In late April, following President Joe Biden’s extension of the student loan payment pause and the renewed conversation about widespread debt forgiveness, vlogger and YouTube creator Hank Green tweeted that 40% of Americans who take out student loans do not graduate from college.
He’s not the first to make this claim. Rep. Alma Adams (D-NC) and Sen. Elizabeth Warren (D-Mass.) both made the same claim last year.
THE QUESTION
Do 40% of Americans who take out student loans not graduate from college?
THE SOURCES
- National Center for Education Statistics (NCES)
- Jill Barshay, an economist and education data reporter for the non-profit Hechinger Report, which reports on inequality and innovation in education
THE ANSWER
This claim needs context. A Department of Education survey found that about 40% of student borrowers surveyed didn’t graduate, but the survey's sample size was small and only spanned a six-year period.
WHAT WE FOUND
The National Center for Education Statistics (NCES) routinely surveys cohorts of first-time, beginning students in what it calls the Beginning Postsecondary Students survey. The BPS surveys students at the end of their first year, and then again three years and six years after first entering college. NCES has completed four of these studies, the last of which was the Beginning Postsecondary Students 2012/2017 survey.
The 2012/2017 BPS found that of surveyed freshmen who started college in 2011 and took out loans for their college education between 2011 and 2017, 38.5% did not have a degree by June 2017.
That’s where the 40% figure comes from — but the survey has several limitations.
The survey is based on the responses from 22,500 students who were first enrolled in 2011-12 and responded again to the survey six years later. According to the NCES’s Digest of Education Statistics, total fall enrollment for first-time, degree-seeking or certificate-seeking students has hovered around 3 million since 2008. That means NCES surveyed fewer than 1% of 2011 freshmen.
The survey also didn’t continue beyond June 2017, which means it leaves out anyone who may have earned a degree more than six years after they first enrolled.

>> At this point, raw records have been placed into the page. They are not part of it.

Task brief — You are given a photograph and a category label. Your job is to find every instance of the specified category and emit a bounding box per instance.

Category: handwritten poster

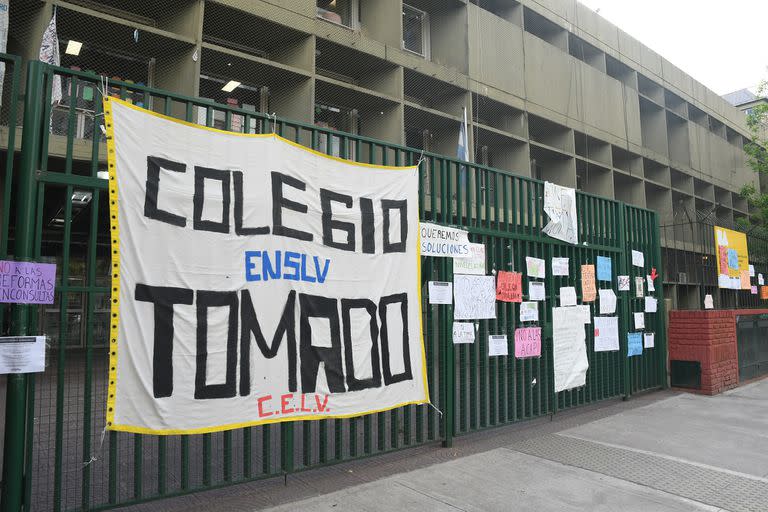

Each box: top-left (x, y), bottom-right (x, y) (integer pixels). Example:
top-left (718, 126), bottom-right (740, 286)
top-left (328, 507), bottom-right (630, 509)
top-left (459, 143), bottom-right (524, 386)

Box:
top-left (597, 256), bottom-right (613, 281)
top-left (488, 334), bottom-right (509, 356)
top-left (560, 286), bottom-right (576, 306)
top-left (632, 311), bottom-right (645, 329)
top-left (515, 327), bottom-right (541, 359)
top-left (618, 276), bottom-right (629, 292)
top-left (627, 332), bottom-right (643, 357)
top-left (717, 245), bottom-right (728, 275)
top-left (453, 275), bottom-right (496, 320)
top-left (453, 243), bottom-right (485, 276)
top-left (574, 304), bottom-right (592, 324)
top-left (104, 98), bottom-right (428, 435)
top-left (520, 302), bottom-right (539, 322)
top-left (496, 270), bottom-right (523, 302)
top-left (598, 288), bottom-right (616, 315)
top-left (552, 258), bottom-right (570, 276)
top-left (453, 322), bottom-right (475, 345)
top-left (419, 222), bottom-right (470, 258)
top-left (643, 332), bottom-right (656, 348)
top-left (528, 281), bottom-right (546, 300)
top-left (0, 336), bottom-right (45, 374)
top-left (595, 316), bottom-right (619, 352)
top-left (739, 270), bottom-right (751, 290)
top-left (429, 281), bottom-right (453, 304)
top-left (581, 265), bottom-right (597, 302)
top-left (0, 260), bottom-right (56, 304)
top-left (552, 307), bottom-right (589, 392)
top-left (542, 181), bottom-right (579, 244)
top-left (525, 256), bottom-right (547, 279)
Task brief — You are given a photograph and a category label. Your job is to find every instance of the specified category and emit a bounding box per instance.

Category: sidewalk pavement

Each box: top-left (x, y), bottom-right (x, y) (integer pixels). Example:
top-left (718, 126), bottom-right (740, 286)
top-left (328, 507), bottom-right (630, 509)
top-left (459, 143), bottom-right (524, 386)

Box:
top-left (123, 380), bottom-right (768, 512)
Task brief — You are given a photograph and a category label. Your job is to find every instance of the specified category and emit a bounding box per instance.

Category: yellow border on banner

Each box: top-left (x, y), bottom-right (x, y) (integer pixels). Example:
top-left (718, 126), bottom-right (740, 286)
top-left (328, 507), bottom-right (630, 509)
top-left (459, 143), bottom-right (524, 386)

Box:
top-left (104, 97), bottom-right (430, 435)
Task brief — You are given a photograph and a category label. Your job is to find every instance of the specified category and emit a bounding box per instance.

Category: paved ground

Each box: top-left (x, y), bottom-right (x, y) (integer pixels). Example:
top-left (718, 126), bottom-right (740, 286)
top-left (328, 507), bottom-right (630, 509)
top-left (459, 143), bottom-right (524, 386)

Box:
top-left (123, 380), bottom-right (768, 512)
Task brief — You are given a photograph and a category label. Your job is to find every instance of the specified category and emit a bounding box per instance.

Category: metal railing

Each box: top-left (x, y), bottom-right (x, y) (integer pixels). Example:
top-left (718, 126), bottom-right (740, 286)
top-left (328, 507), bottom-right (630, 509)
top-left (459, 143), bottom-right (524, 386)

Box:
top-left (3, 58), bottom-right (666, 511)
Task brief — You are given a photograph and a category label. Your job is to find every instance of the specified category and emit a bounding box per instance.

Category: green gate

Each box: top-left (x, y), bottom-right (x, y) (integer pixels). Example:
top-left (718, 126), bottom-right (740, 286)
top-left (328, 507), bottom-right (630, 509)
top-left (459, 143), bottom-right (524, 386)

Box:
top-left (3, 61), bottom-right (666, 511)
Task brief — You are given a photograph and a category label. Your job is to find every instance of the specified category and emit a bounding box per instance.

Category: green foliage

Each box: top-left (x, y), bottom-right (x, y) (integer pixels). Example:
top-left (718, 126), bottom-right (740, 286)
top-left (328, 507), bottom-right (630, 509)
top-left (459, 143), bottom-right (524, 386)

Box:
top-left (738, 81), bottom-right (768, 227)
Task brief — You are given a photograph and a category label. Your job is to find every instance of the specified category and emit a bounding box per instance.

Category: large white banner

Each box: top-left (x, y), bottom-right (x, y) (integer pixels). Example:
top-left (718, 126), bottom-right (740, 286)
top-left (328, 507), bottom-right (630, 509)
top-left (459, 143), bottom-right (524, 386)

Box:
top-left (104, 98), bottom-right (429, 434)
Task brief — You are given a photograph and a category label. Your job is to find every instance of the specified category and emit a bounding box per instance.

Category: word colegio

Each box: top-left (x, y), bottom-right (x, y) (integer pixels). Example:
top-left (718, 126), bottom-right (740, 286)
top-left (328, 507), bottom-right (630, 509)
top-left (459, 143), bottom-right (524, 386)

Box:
top-left (144, 156), bottom-right (411, 254)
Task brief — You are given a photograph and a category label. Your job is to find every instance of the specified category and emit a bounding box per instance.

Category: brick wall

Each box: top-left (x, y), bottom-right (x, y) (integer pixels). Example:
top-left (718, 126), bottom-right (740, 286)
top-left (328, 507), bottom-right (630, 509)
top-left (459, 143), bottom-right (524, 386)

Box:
top-left (669, 309), bottom-right (756, 395)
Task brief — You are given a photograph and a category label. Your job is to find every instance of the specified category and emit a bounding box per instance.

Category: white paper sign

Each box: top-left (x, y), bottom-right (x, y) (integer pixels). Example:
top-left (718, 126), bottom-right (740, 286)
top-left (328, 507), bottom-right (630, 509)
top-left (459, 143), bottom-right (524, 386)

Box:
top-left (520, 302), bottom-right (539, 322)
top-left (453, 322), bottom-right (475, 345)
top-left (595, 316), bottom-right (619, 352)
top-left (104, 97), bottom-right (429, 434)
top-left (560, 286), bottom-right (576, 306)
top-left (632, 311), bottom-right (645, 329)
top-left (419, 222), bottom-right (472, 258)
top-left (617, 276), bottom-right (629, 292)
top-left (453, 243), bottom-right (485, 276)
top-left (453, 275), bottom-right (496, 320)
top-left (552, 307), bottom-right (589, 392)
top-left (576, 304), bottom-right (592, 324)
top-left (643, 332), bottom-right (656, 348)
top-left (429, 281), bottom-right (453, 304)
top-left (552, 258), bottom-right (569, 276)
top-left (0, 336), bottom-right (45, 374)
top-left (542, 181), bottom-right (579, 244)
top-left (525, 256), bottom-right (547, 279)
top-left (597, 288), bottom-right (616, 315)
top-left (488, 334), bottom-right (509, 356)
top-left (635, 276), bottom-right (645, 299)
top-left (528, 281), bottom-right (547, 300)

The NCES says that just over 25% of bachelor’s degree recipients from 2015-16 took longer than six years from the date they first enrolled to get their degree.

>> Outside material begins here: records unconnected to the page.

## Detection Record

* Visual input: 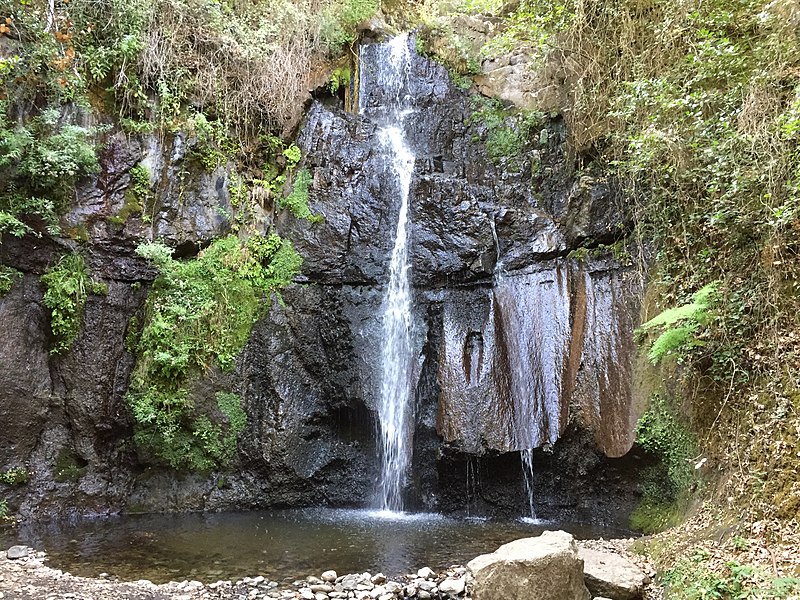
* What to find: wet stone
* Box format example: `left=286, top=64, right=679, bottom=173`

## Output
left=6, top=546, right=30, bottom=560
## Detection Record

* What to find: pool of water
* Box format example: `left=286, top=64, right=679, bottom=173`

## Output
left=0, top=509, right=625, bottom=584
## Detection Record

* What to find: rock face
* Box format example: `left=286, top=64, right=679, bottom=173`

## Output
left=0, top=34, right=641, bottom=522
left=467, top=531, right=591, bottom=600
left=579, top=548, right=647, bottom=600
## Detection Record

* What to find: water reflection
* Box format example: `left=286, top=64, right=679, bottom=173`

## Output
left=0, top=509, right=614, bottom=583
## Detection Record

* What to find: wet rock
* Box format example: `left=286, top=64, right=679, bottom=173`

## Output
left=467, top=531, right=591, bottom=600
left=6, top=546, right=31, bottom=560
left=438, top=577, right=466, bottom=596
left=579, top=548, right=648, bottom=600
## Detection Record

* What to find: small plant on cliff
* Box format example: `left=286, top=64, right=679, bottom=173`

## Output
left=466, top=96, right=544, bottom=164
left=0, top=467, right=31, bottom=485
left=631, top=395, right=698, bottom=533
left=126, top=234, right=301, bottom=471
left=0, top=100, right=98, bottom=236
left=0, top=265, right=22, bottom=298
left=661, top=548, right=800, bottom=600
left=42, top=254, right=108, bottom=354
left=639, top=282, right=717, bottom=365
left=278, top=169, right=322, bottom=223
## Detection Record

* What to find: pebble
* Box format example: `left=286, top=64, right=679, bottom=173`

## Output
left=6, top=546, right=30, bottom=560
left=439, top=577, right=467, bottom=596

According to Jill Barshay, an economist and education data reporter for the non-profit Hechinger Report, which reports on inequality and innovation in education, there’s a good reason why the data is so limited.
“There is no readily available data to say what percentage of student borrowers never graduate from college,” Barshay said. “We can only make estimates by triangulating several data sources that aren't comparing apples to apples.”

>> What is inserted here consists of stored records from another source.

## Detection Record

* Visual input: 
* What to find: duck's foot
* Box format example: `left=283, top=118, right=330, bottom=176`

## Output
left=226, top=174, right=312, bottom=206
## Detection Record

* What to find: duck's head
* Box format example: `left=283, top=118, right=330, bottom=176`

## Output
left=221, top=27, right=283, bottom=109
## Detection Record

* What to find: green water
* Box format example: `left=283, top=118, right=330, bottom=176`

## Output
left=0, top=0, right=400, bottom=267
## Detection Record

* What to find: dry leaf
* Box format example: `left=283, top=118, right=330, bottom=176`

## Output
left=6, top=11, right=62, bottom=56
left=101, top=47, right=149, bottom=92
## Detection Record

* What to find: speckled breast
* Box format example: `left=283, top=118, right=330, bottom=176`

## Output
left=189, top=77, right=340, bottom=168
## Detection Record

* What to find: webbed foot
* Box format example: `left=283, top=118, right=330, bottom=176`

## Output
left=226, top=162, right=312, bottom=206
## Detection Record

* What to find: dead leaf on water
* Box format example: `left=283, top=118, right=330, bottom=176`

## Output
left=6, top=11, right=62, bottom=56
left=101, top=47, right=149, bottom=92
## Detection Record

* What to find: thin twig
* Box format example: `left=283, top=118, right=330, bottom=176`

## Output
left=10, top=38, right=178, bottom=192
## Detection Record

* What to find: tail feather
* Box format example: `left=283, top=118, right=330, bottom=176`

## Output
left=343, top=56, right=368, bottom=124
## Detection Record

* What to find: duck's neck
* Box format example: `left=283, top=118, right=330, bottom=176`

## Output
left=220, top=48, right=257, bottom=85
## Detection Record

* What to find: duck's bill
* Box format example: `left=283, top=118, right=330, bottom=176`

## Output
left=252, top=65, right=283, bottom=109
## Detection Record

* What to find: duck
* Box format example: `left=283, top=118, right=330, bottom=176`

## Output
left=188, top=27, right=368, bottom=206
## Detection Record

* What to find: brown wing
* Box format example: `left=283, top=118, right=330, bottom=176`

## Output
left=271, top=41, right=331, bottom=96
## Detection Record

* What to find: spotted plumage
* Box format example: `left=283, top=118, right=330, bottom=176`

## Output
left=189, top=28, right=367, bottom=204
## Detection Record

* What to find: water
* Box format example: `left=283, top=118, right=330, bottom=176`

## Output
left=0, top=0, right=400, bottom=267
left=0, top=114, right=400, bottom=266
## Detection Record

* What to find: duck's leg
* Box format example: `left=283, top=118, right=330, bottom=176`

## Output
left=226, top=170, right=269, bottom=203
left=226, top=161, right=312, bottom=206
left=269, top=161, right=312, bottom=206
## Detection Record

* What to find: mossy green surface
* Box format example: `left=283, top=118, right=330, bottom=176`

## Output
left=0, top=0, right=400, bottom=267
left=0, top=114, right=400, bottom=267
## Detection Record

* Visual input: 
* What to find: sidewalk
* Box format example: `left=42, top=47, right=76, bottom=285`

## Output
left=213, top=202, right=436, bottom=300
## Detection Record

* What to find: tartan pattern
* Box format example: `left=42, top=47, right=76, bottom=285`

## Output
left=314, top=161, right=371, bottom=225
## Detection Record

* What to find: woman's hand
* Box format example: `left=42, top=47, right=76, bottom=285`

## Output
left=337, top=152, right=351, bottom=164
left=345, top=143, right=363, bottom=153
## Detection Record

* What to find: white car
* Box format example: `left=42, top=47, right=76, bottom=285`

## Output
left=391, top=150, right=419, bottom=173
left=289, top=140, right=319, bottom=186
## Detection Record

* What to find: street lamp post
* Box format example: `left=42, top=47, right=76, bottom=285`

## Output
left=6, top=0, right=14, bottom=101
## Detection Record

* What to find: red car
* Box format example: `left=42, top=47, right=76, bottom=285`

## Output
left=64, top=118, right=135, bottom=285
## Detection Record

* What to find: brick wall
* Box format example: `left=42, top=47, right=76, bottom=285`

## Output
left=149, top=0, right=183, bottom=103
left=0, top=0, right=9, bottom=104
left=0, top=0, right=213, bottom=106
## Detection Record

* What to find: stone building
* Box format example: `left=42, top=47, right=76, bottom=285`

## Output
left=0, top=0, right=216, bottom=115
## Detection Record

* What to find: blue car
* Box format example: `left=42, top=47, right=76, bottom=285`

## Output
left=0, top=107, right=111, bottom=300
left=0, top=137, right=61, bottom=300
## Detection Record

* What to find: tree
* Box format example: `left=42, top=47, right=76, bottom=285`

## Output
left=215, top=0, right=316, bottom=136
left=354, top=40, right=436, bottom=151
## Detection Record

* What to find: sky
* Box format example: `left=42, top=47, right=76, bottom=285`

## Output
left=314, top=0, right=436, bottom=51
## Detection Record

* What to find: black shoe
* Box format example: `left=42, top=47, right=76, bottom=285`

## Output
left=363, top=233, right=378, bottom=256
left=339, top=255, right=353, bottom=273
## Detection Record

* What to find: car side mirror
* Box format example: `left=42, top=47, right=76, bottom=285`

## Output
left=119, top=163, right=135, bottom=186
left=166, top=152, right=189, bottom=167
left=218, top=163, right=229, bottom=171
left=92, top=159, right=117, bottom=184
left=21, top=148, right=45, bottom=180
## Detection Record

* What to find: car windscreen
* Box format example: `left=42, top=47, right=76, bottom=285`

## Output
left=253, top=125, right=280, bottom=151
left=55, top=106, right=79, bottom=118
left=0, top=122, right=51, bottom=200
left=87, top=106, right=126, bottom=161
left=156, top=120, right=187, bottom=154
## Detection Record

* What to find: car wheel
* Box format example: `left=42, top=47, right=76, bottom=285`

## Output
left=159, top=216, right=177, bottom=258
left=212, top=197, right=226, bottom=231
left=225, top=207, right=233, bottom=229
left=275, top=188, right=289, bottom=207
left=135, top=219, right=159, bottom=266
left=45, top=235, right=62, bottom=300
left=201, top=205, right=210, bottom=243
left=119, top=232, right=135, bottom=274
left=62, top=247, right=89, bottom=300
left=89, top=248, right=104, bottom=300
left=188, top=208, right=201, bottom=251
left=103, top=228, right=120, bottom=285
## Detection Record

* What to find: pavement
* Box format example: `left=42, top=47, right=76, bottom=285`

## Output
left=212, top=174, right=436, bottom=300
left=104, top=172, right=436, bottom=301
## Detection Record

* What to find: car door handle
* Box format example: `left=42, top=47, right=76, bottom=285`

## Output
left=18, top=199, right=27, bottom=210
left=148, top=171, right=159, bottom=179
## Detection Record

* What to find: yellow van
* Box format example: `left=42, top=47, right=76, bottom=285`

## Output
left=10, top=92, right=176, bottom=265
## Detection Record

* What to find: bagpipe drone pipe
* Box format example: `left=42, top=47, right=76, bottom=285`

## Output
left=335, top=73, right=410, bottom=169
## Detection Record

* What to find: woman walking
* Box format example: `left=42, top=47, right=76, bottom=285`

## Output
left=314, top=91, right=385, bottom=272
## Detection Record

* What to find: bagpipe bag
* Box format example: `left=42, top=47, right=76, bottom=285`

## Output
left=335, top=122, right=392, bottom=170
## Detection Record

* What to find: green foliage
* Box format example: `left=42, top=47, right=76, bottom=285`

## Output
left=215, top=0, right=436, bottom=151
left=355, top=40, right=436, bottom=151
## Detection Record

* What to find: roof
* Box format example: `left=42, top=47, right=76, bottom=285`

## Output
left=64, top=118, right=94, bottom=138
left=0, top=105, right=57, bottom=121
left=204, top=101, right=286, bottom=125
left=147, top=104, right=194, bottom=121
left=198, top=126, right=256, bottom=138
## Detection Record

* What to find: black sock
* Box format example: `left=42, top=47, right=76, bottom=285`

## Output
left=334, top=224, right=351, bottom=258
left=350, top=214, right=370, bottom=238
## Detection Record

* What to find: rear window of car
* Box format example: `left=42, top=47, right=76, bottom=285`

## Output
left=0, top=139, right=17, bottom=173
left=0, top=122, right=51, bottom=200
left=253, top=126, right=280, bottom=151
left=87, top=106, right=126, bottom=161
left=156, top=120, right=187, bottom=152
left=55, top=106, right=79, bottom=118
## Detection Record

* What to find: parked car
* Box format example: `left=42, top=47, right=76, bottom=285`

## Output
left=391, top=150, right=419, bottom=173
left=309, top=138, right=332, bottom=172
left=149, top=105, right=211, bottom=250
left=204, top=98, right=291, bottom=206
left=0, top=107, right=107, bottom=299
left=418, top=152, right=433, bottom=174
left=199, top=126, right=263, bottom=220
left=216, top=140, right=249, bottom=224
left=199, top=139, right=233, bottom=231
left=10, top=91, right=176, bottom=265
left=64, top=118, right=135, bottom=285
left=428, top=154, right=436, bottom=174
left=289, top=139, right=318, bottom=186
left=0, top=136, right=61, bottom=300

Barshay said a major issue with trying to measure this data is determining how long borrowers have to graduate school before they’re included among borrowers who never earned a degree.
It’s much easier to measure this data, Barshay said, the way the Beginning Postsecondary Students survey did — by studying a single cohort of students. But she said studying a single cohort still wouldn’t give a researcher the full national picture and would only be a small slice of students.